# SIMD

SIMD stands for "Single Instruction Multiple Data" and falls into the category of instruction level parallelism (vector instructions).

In [1]:
function mysum(X)
    acc = zero(eltype(X))
    for i in 1:length(X)
        @inbounds acc += X[i]
    end
    return acc
end

mysum (generic function with 1 method)

Think about if each loop iteration is independent.

Integer addition is **associative** and the order of operations has no impact. Floating-point addition is **non-associative** and the order of operations is important.

By using `@simd`, we are asserting several properties of the loop:

* It is safe to execute iterations in arbitrary or overlapping order, with special consideration for reduction variables.
* Floating-point operations on reduction variables can be reordered, possibly causing different results than without `@simd`.

In [2]:
function mysum_simd(X)
    acc = zero(eltype(X))
    @simd for i in 1:length(X)
        @inbounds acc += X[i]
    end
    return acc
end

mysum_simd (generic function with 1 method)

In [5]:
using BenchmarkTools

In [6]:
X = rand(Float64, 1000)
@btime mysum($X);
@btime mysum_simd($X);

  964.571 ns (0 allocations: 0 bytes)
  63.594 ns (0 allocations: 0 bytes)


In [7]:
X = rand(Int64, 1000)
@btime mysum($X);
@btime mysum_simd($X);

  42.304 ns (0 allocations: 0 bytes)
  42.062 ns (0 allocations: 0 bytes)


In [60]:
X = rand(Float64, 1000)
s = mysum(X);
s_simd = mysum_simd(X);

In [61]:
s == s_simd # will sometimes be false!!!

false

In [62]:
abs(s-s_simd)

3.979039320256561e-13

In [85]:
@code_native debuginfo=:none mysum(X)

	.section	__TEXT,__text,regular,pure_instructions
	movq	8(%rdi), %rax
	testq	%rax, %rax
	jle	L46
	movq	%rax, %rcx
	sarq	$63, %rcx
	andnq	%rax, %rcx, %rax
	movq	(%rdi), %rcx
	vxorpd	%xmm0, %xmm0, %xmm0
	xorl	%edx, %edx
	nop
L32:
	vaddsd	(%rcx,%rdx,8), %xmm0, %xmm0
	incq	%rdx
	cmpq	%rdx, %rax
	jne	L32
	retq
L46:
	vxorps	%xmm0, %xmm0, %xmm0
	retq
	nopw	%cs:(%rax,%rax)
	nopl	(%rax)


In [86]:
@code_native debuginfo=:none mysum_simd(X)
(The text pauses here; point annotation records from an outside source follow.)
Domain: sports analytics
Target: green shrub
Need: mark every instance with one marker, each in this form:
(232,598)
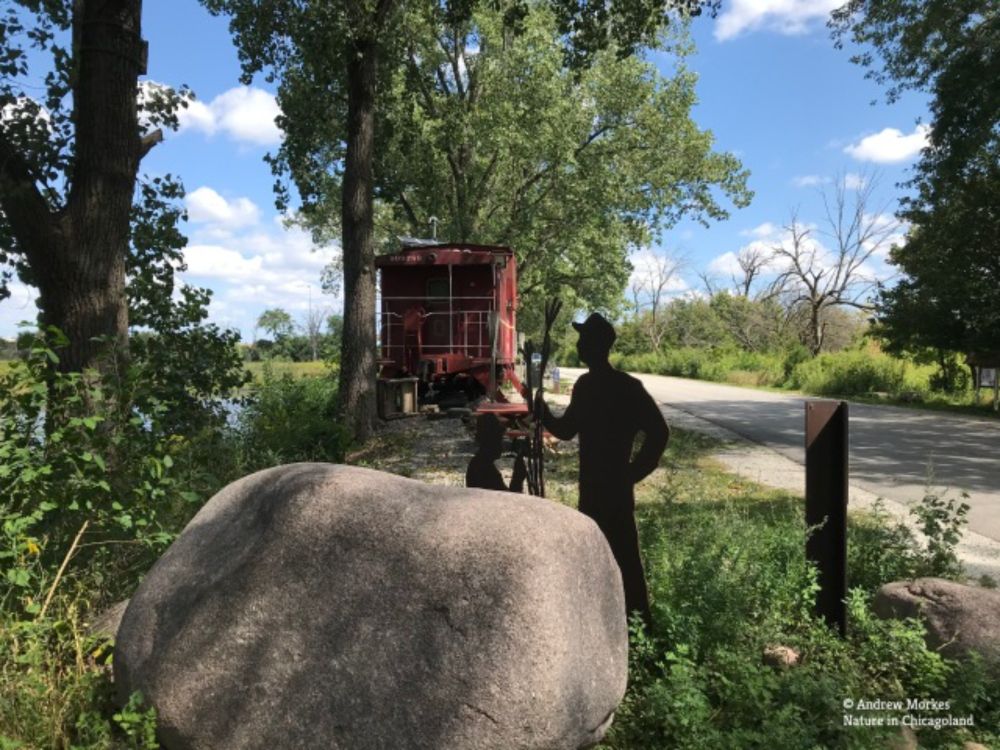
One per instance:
(729,578)
(849,373)
(286,419)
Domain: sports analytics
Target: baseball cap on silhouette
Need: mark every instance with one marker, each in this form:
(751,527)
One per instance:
(596,328)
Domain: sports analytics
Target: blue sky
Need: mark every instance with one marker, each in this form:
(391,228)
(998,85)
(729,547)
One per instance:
(772,89)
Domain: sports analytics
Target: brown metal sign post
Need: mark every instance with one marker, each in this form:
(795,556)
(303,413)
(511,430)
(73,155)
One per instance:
(826,505)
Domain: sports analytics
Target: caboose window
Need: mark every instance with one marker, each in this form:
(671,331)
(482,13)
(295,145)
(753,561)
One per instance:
(437,289)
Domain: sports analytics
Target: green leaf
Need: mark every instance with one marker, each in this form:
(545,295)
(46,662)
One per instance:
(19,577)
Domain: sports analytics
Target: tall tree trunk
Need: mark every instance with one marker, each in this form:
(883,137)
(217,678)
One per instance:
(357,365)
(77,254)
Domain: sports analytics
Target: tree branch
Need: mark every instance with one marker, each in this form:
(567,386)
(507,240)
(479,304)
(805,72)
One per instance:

	.section	__TEXT,__text,regular,pure_instructions
	movq	8(%rdi), %rax
	testq	%rax, %rax
	jle	L38
	movq	%rax, %rcx
	sarq	$63, %rcx
	andnq	%rax, %rcx, %rax
	movq	(%rdi), %rcx
	cmpq	$16, %rax
	jae	L43
	vxorpd	%xmm0, %xmm0, %xmm0
	xorl	%edx, %edx
	jmp	L160
L38:
	vxorps	%xmm0, %xmm0, %xmm0
	retq
L43:
	movl	%eax, %esi
	andl	$15, %esi
	movq	%rax, %rdx
	subq	%rsi, %rdx
	vxorpd	%xmm0, %xmm0, %xmm0
	xorl	%esi, %esi
	vxorpd	%xmm1, %xmm1, %xmm1
	vxorpd	%xmm2, %xmm2, %xmm2
	vxorpd	%xmm3, %xmm3, %xmm3
	nopl	(%rax,%rax)
L80:
	vaddpd	(%rcx,%rsi,8), %ymm0, %ymm0
	vaddpd	32(%rcx,%rsi,8), %ymm1, %ymm1
	vaddpd	64(%rcx,%rsi,8), %ymm2, %ymm2
	vaddpd	96(%rcx,%rsi,8), %ymm3, %ymm3
	addq	$16, %rsi
	cmpq	%rsi, %rdx
	jne	L80
	vaddpd	%ymm0, %ymm1, %ymm0
	vaddpd	%ymm0, %ymm2, %ymm0
	vaddpd	%ymm0, %ymm3, %ymm0
	vextractf128	$1, %ymm0, %xmm1
	vaddpd	%xmm1, %xmm0, %xmm0
	vpermilpd	$1, %xmm0, %xmm1 ## xmm1 = xmm0[1,0]
	vaddsd	%xmm1, %xmm0, %xmm0
	cmpq	%rdx, %rax
	je	L173
	nopw	%cs:(%rax,%rax)
	nop
L160:
	vaddsd	(%rcx,

## Structure of Array vs Array of Structure

In [71]:
struct MyComplex
  real::Float64
  imag::Float64
end

In [72]:
# Array of structure
AoS = [MyComplex(rand(),rand()) for i in 1:100]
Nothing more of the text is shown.